TIMES, TIME, AND HALF A TIME. A HISTORY OF THE NEW MILLENNIUM.

Comments on a cultural reality between past and future.

This blog describes Metatime in the Posthuman experience, drawn from Sir Isaac Newton's secret work on the future end of times, a tract in which he described Histories of Things to Come. His hidden papers on the occult were auctioned to two private buyers in 1936 at Sotheby's, but were not available for public research until the 1990s.



Monday, May 19, 2014

Generation X Goes Back to the Future 13: NeverEnding Pasts and Futures


Barret Oliver, who played lead character Bastian Bux in The NeverEnding Story (1984). Image Source: Suzy Turner.

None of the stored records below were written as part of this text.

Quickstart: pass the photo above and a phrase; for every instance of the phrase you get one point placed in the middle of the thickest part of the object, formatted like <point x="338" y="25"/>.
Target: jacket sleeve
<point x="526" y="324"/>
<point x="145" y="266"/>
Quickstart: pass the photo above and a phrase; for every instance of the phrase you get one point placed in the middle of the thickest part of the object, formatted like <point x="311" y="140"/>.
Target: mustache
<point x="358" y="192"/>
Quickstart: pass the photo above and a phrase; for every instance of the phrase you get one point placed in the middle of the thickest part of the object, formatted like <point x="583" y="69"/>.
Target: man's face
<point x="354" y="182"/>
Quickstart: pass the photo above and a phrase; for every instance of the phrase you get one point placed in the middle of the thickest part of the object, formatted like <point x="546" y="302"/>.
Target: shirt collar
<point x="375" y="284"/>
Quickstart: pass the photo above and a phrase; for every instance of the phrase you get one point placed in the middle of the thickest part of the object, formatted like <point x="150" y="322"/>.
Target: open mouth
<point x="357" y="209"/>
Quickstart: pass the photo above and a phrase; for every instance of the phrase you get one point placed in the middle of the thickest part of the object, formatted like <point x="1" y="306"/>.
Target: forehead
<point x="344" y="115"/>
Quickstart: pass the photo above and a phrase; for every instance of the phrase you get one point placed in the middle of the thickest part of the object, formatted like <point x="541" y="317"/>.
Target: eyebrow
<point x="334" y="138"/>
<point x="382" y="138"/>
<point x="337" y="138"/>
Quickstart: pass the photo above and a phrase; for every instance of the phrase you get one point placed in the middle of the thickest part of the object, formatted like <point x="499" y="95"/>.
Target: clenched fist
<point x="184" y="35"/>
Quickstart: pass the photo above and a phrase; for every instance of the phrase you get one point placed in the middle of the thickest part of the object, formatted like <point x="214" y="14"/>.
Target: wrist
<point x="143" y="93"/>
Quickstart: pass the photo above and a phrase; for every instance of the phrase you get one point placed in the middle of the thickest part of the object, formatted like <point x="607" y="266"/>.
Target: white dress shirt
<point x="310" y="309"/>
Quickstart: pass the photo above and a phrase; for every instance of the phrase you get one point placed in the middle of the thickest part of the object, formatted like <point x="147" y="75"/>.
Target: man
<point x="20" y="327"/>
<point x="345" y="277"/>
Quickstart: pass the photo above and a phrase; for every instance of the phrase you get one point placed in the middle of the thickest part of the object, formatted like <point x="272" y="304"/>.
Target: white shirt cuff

Yahoo, among other sites, has posted a 'where are they now?' article about former Hollywood child stars. Favourite targets of this unwanted attention include the actors who starred in the 1984 film, The NeverEnding Story, a late Gen X favourite based on the 1979 German fantasy book by the same name. Ah, for the pre-CGI days when puppets were serious effects creations on movie screens. You can hear the film's sugary pop theme song by Limahl, here.

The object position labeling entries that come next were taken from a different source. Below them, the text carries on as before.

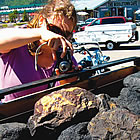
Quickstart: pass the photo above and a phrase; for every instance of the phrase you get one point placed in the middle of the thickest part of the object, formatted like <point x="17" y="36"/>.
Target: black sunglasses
<point x="57" y="30"/>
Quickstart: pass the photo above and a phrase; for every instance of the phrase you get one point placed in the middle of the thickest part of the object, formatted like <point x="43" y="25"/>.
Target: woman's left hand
<point x="69" y="80"/>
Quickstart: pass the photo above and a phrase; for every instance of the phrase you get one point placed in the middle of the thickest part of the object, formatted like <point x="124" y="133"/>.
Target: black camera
<point x="64" y="64"/>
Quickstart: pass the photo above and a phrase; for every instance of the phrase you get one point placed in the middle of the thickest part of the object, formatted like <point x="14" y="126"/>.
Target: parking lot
<point x="125" y="51"/>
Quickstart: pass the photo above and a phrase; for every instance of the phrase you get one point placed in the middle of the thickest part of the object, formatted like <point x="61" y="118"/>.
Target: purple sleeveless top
<point x="18" y="67"/>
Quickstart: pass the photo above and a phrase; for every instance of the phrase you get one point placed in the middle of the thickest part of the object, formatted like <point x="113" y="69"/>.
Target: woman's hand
<point x="55" y="41"/>
<point x="69" y="80"/>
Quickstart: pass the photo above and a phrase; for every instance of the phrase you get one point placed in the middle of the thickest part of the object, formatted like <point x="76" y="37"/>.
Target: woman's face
<point x="64" y="24"/>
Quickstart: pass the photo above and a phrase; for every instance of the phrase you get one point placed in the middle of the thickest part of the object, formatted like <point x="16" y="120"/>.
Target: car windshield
<point x="96" y="22"/>
<point x="112" y="20"/>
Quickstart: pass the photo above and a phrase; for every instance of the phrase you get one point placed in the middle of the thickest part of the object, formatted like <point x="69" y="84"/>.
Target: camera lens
<point x="64" y="66"/>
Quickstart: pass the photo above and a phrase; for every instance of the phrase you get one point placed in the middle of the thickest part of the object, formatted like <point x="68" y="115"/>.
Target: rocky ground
<point x="78" y="114"/>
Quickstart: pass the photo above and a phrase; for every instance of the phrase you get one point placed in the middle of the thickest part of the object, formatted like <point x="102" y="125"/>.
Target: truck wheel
<point x="110" y="45"/>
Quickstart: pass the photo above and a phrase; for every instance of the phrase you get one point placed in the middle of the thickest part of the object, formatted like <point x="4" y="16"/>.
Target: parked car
<point x="106" y="20"/>
<point x="111" y="34"/>
<point x="84" y="23"/>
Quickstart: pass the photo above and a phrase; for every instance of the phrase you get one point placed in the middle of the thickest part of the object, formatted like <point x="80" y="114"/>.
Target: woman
<point x="54" y="26"/>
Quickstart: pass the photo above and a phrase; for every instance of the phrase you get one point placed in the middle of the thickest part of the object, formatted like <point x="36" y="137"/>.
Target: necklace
<point x="32" y="47"/>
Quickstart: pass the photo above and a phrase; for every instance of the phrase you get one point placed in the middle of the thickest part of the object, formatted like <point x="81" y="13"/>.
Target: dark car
<point x="106" y="20"/>
<point x="84" y="23"/>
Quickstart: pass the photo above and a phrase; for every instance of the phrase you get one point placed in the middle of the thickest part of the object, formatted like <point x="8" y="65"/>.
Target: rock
<point x="129" y="99"/>
<point x="14" y="131"/>
<point x="132" y="82"/>
<point x="76" y="132"/>
<point x="115" y="124"/>
<point x="63" y="108"/>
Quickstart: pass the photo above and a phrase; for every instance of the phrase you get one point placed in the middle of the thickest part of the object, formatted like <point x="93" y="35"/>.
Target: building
<point x="30" y="10"/>
<point x="101" y="8"/>
<point x="94" y="8"/>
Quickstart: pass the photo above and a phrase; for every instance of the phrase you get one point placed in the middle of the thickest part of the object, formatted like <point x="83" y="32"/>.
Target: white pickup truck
<point x="112" y="35"/>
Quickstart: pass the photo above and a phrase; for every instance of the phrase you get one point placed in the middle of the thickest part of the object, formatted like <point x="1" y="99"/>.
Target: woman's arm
<point x="14" y="38"/>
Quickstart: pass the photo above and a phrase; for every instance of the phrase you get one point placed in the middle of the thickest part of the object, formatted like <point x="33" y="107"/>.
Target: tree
<point x="13" y="16"/>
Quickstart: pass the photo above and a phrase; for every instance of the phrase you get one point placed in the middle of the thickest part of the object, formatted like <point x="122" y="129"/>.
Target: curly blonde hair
<point x="56" y="8"/>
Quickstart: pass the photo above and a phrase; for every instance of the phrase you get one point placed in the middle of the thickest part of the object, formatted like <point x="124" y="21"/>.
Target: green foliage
<point x="20" y="2"/>
<point x="13" y="16"/>
<point x="25" y="16"/>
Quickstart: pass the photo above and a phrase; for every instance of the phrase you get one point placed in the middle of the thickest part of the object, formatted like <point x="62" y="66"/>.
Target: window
<point x="113" y="20"/>
<point x="96" y="22"/>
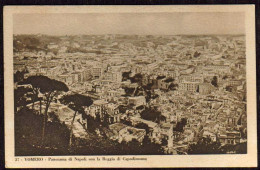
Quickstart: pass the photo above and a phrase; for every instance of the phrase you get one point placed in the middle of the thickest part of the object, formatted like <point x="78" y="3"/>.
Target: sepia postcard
<point x="130" y="86"/>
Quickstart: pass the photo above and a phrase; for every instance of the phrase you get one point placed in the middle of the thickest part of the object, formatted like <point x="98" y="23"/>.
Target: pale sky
<point x="130" y="23"/>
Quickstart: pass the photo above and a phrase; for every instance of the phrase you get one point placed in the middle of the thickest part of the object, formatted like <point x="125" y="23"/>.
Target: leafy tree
<point x="36" y="83"/>
<point x="76" y="103"/>
<point x="20" y="97"/>
<point x="49" y="88"/>
<point x="214" y="81"/>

Barret Oliver more recently. Image Source: Showbizgeek.

Then-and-now articles focus on Barret Oliver, one of the lead actors in the above-mentioned film, and Yahoo is dismissive in the most superficial way about Oliver's occupation today:
Barret Oliver
Better known as: Bastian Bux in The Neverending Story
Last seen: Working as an arty photographer specialising in 'historic techniques'.
I especially like the scare quotes around 'historic techniques,' as though it is bad enough that Oliver became an arty photographer, let alone one experimenting with a style that is not considered contemporary. But is he really so out of step with the times?

An example of Woodburytype in a late 19th century photograph: Woodburytype of Octave Feuillet (1876/84). Image Source: The Art Institute of Chicago via Wiki.

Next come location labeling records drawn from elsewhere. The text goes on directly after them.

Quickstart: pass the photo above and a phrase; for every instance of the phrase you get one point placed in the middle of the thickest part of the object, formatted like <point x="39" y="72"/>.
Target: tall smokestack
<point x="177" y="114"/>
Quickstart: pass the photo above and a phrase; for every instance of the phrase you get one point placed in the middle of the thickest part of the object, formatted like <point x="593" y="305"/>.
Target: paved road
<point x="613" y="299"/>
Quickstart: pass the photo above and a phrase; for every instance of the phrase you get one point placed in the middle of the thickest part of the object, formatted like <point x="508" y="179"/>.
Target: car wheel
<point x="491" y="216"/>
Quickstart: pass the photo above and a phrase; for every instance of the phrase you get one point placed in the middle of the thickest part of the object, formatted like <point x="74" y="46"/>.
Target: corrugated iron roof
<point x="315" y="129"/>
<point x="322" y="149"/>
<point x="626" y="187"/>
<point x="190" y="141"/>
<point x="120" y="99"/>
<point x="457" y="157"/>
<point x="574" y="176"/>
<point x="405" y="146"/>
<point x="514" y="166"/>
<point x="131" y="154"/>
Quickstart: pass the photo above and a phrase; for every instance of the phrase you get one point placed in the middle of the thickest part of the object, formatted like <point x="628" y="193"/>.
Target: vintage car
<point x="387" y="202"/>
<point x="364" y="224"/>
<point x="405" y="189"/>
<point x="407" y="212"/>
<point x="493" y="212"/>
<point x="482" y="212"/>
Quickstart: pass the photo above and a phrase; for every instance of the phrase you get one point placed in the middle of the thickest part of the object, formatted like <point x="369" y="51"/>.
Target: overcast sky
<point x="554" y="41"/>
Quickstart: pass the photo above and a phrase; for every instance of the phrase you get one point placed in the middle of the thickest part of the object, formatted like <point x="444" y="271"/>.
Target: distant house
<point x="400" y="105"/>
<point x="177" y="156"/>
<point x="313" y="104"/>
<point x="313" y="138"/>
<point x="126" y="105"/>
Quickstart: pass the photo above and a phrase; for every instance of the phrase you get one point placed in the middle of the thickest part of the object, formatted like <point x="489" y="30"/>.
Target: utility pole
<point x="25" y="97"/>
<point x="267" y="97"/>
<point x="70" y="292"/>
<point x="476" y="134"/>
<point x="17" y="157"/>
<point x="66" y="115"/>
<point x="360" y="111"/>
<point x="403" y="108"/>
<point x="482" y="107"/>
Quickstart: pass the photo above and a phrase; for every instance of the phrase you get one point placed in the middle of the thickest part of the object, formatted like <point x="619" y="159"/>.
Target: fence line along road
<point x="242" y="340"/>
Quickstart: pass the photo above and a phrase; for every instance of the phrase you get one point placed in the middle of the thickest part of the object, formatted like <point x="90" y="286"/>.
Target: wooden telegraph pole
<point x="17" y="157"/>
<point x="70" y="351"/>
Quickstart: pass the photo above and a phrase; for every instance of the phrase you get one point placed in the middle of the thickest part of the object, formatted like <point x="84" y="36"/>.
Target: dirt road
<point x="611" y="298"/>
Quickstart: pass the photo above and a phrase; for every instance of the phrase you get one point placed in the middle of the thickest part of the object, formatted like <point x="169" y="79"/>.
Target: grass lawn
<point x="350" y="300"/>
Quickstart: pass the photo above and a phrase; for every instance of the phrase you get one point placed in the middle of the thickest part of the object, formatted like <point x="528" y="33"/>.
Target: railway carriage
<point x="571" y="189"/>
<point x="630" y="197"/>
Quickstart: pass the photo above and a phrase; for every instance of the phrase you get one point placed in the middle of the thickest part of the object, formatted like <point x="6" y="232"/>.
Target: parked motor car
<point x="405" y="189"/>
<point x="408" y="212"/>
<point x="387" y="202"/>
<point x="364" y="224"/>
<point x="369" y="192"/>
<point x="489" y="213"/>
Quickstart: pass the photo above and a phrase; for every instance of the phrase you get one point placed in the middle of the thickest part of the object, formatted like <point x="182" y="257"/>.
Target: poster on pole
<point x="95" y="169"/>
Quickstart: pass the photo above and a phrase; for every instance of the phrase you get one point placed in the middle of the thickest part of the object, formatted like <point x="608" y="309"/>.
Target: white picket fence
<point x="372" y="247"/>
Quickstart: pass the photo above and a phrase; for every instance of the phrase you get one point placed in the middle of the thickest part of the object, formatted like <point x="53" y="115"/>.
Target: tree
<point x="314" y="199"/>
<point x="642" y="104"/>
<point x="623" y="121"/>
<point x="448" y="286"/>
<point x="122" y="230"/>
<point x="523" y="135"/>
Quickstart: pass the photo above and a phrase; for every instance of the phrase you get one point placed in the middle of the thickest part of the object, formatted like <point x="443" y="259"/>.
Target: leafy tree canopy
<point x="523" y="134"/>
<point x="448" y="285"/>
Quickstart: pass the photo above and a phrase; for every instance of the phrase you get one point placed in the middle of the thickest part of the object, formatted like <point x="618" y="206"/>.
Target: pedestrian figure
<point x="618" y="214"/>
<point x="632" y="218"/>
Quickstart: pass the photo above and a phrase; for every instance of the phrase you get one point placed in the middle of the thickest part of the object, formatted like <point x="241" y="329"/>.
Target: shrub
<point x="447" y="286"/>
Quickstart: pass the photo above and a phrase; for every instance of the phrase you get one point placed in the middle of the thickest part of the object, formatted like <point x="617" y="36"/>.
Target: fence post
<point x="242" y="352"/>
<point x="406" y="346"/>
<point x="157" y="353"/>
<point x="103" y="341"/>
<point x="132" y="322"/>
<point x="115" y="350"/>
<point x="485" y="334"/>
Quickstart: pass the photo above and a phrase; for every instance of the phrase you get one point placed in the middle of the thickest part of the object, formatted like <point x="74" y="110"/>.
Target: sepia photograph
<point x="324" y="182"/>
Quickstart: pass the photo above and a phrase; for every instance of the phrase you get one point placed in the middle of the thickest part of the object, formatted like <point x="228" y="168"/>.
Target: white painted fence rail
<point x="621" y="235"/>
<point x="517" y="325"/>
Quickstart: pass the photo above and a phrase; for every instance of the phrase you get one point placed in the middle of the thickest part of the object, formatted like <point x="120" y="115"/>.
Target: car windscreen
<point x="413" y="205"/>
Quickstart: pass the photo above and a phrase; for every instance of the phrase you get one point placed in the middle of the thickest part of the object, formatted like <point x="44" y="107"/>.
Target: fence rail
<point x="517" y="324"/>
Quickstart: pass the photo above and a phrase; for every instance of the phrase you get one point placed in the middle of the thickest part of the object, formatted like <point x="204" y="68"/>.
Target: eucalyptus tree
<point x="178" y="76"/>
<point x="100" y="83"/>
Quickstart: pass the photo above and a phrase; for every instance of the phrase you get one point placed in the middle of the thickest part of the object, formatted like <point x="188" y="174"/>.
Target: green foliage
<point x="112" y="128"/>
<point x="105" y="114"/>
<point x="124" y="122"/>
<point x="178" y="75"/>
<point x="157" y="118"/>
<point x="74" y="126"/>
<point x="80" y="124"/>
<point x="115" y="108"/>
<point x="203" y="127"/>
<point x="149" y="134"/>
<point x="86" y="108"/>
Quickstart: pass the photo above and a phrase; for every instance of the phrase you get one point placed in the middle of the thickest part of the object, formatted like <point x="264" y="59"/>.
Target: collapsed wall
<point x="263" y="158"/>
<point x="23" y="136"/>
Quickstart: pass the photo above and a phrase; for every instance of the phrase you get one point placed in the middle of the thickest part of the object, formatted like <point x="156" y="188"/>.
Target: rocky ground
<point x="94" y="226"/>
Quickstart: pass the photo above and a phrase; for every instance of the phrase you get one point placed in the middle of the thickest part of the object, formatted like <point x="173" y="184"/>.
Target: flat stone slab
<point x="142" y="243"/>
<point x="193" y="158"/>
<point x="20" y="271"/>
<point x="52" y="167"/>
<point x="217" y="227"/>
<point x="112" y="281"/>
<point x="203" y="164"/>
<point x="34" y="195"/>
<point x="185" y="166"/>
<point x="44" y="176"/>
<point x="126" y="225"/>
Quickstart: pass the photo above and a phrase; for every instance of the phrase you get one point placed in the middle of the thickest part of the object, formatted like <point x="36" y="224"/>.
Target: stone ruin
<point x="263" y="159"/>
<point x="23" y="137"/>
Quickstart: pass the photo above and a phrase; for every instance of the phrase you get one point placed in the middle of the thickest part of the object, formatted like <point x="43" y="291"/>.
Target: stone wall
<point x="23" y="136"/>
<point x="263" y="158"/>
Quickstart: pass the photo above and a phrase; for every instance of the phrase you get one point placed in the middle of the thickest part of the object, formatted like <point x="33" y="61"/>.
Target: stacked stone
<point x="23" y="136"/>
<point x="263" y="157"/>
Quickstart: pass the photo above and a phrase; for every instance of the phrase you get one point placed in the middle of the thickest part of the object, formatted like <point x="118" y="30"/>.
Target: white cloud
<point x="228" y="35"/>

In 2007, Oliver published A History of the Woodburytype, about a photographic technique and style that is synonymous with our vision of the modern past. The book's blurb reveals the background on the technique and its creator, Walter Bentley Woodbury:
In 1864 Walter Bentley Woodbury introduced a process for mechanically reproducing photographs that changed forever the way the world looked at images. Aesthetically beautiful, permanent and infinitely reproducible, the Woodburytype was the first process used extensively to photographically illustrate books, journals, museum catalogues, magazines and even campaign materials. More than a century after its heyday the Woodburytype stands as a pinnacle of photographic achievement. This book traces the history of Woodbury's process from the early technology and experiments to its commercial success and domination of the illustration field, and further attempts to adapt it to industrialized methods, and finally, to its eventual disuse. Also covered is the story of how Woodbury overcame daunting personal odds to bestow this beautiful photographic process upon the world. ...
Though the process continued in use for several years, the key period of its popularity, especially in terms of later being replaced by the half-tone process, was the 25 years after 1870. The Woodburytype has been noted by curators and librarians for years, but very little has been published on it or about how to identify the prints. Oliver is an independent scholar, and this is the first in-depth study of this process and of Woodbury. ... This book, beyond its technical aspects, broadens understanding of how photography became a truly modem medium of mass cultural import.
A deeper look at Woodburytype reveals that Oliver's famous movie role and his recent artistic preoccupation reflect each other. Like the meta-story The NeverEnding Story, there are layers of reality in Woodburytype. Imitations of Woodburytype today create a 'historic' look: there are sepia-toned quasi-Woodburytype photo apps on smartphones, cameras and image manipulation software. In short, Woodburytype is today's meta-photographic style, signifying early photographic technology and past times.